This is what locking is for. All major SQL implementations lock DML statements by default so that one query won't overwrite another before the first is complete.
There are different levels of locking. If you've got row locking then your second update will run in parallel with the first, so at some point you'll have 1s and 2s in your table.
Table locking would force the second query to wait for the first query to completely finish to release it's table lock.
You can usually turn off locking right in your SQL, but it's only ever done if you need a performance boost and you know you won't encounter race conditions like in your example.
Edits based on the new MySQL tag
If you're updating a table that used the InnoDB engine, then you're working with row locking, and your query could yield a table with both 1s and 2s.
If you're working with a table that uses the MyISAM engine, then you're working with table locking, and your update statements would end up with a table that would either have all 1s or all 2s.
from https://dev.mysql.com/doc/refman/5.0/en/lock-tables-restrictions.html (MySql)
Normally, you do not need to lock tables, because all single UPDATE statements are atomic; no other session can interfere with any other currently executing SQL statement. However, there are a few cases when locking tables may provide an advantage:
from https://msdn.microsoft.com/en-us/library/ms177523.aspx (sql server)
An UPDATE statement always acquires an exclusive (X) lock on the table it modifies, and holds that lock until the transaction completes. With an exclusive lock, no other transactions can modify data.
If you were having two separate connections executing the two posted update statements, whichever statement was started first, would be the one that completed. THe other statement would not update the data as there would no longer be records with a status of 0
The short answer is: it depends on which statement commits first. Just because one process started an update statement before another doesn't mean that it will complete before another. It might not get scheduled first, it might be blocked by another process, etc.
Ultimately, it's a race condition: the operation that completes (and commits) last, wins.
Since you have TWO scripts doing the same thing and using different values for the UPDATE, they will NOT run at the same time, one of the scripts will run before even if you think you are calling them at the same time.
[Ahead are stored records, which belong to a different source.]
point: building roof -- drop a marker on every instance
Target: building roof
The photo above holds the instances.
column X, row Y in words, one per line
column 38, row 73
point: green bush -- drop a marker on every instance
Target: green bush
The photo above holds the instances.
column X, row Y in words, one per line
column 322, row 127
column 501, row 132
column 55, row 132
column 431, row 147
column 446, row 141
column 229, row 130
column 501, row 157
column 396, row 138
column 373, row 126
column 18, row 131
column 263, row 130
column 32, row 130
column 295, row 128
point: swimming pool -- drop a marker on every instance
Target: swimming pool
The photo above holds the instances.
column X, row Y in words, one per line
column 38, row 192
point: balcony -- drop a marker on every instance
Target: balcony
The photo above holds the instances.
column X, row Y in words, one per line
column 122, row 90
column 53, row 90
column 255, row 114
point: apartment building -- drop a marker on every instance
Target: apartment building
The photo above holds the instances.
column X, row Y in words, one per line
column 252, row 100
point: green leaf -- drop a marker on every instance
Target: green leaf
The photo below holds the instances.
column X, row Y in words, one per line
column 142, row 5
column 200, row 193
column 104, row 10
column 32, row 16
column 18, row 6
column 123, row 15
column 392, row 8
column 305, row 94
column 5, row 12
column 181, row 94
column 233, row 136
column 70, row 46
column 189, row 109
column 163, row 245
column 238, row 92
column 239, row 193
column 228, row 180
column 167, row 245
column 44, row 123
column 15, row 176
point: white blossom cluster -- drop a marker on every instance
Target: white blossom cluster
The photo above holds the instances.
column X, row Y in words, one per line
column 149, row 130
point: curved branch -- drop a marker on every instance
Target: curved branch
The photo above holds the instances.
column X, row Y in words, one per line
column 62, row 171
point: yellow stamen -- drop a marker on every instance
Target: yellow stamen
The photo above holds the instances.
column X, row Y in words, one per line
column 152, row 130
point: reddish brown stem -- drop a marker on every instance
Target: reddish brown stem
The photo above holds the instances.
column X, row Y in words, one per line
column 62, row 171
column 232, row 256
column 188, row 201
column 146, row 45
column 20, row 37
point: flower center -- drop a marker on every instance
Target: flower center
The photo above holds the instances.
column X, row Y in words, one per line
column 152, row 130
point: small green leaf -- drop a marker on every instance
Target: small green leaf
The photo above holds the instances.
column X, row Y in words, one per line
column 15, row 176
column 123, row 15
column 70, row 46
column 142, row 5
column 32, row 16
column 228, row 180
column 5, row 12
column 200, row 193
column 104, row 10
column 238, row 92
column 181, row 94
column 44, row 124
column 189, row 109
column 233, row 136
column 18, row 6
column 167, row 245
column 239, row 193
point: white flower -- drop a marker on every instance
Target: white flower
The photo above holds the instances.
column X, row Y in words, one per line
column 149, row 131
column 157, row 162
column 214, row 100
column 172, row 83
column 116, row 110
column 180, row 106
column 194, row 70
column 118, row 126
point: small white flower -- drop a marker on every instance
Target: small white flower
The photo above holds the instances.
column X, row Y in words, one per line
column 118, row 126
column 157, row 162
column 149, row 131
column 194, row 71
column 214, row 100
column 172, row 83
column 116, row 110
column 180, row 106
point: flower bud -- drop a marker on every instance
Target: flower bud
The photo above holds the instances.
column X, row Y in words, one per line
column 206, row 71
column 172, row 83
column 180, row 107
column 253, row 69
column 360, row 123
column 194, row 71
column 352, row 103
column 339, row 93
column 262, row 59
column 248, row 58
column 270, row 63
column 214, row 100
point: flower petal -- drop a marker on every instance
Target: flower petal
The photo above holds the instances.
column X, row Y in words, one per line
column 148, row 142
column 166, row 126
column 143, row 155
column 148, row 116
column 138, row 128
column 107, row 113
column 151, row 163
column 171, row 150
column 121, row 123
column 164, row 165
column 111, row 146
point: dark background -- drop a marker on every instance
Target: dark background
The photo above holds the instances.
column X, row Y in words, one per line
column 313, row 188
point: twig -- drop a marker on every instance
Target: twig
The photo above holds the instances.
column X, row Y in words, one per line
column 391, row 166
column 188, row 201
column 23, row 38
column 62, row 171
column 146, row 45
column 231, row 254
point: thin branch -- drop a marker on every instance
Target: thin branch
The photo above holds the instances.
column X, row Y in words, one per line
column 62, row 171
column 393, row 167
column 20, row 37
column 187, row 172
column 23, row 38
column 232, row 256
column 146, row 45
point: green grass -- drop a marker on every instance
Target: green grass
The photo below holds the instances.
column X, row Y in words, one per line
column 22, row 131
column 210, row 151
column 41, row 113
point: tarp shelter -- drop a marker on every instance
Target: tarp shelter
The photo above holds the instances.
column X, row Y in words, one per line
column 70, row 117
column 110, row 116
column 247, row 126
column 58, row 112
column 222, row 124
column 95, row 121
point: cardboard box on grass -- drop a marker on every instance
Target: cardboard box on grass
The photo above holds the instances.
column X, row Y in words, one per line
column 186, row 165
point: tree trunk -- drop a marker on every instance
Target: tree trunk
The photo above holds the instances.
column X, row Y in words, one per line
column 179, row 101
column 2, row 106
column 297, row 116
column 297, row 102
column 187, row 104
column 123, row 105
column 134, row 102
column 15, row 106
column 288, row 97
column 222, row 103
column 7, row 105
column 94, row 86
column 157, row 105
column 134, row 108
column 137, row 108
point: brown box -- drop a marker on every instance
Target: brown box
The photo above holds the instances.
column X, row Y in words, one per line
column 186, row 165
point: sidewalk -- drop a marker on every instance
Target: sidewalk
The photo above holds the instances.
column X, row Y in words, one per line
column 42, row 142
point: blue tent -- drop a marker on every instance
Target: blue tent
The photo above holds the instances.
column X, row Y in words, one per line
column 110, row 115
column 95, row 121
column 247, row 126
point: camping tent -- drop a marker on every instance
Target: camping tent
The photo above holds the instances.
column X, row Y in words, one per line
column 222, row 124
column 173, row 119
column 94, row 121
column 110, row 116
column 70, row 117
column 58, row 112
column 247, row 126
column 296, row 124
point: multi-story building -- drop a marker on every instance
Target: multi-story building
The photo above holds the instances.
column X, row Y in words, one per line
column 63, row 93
You need to specify WHEN each script should run, otherwise the program will not know what should be 1 and what should be 2.
I'm working with Ruby On Rails (but it doesn't really matter) with a SQL backend, either MySQL or Postgres.
The web application will be multi-process, with a cluster of app-server processes running and working on the same DB.
I was wondering: is there any good and common strategy to handle racing conditions?
Since it's going to be a DB-intense application, I can easily see how two clients can try to modify the same data at the same time.
Let's simplify the situation:
Two clients/users GET the same data, it doesn't matter if this happens at the same time.
They are served with two web pages representing the same data.
Later both of them try to write some incompatible modifications to the same record.
Is there a simple way to handle this kind of situation?
I was thinking of using id-tokens associated with each record. This tokens would be changed upon updates of the records, thus invalidating any subsequent update attempt based on stale data (old expired token).
Is there a better way? Maybe something already built in MySQL?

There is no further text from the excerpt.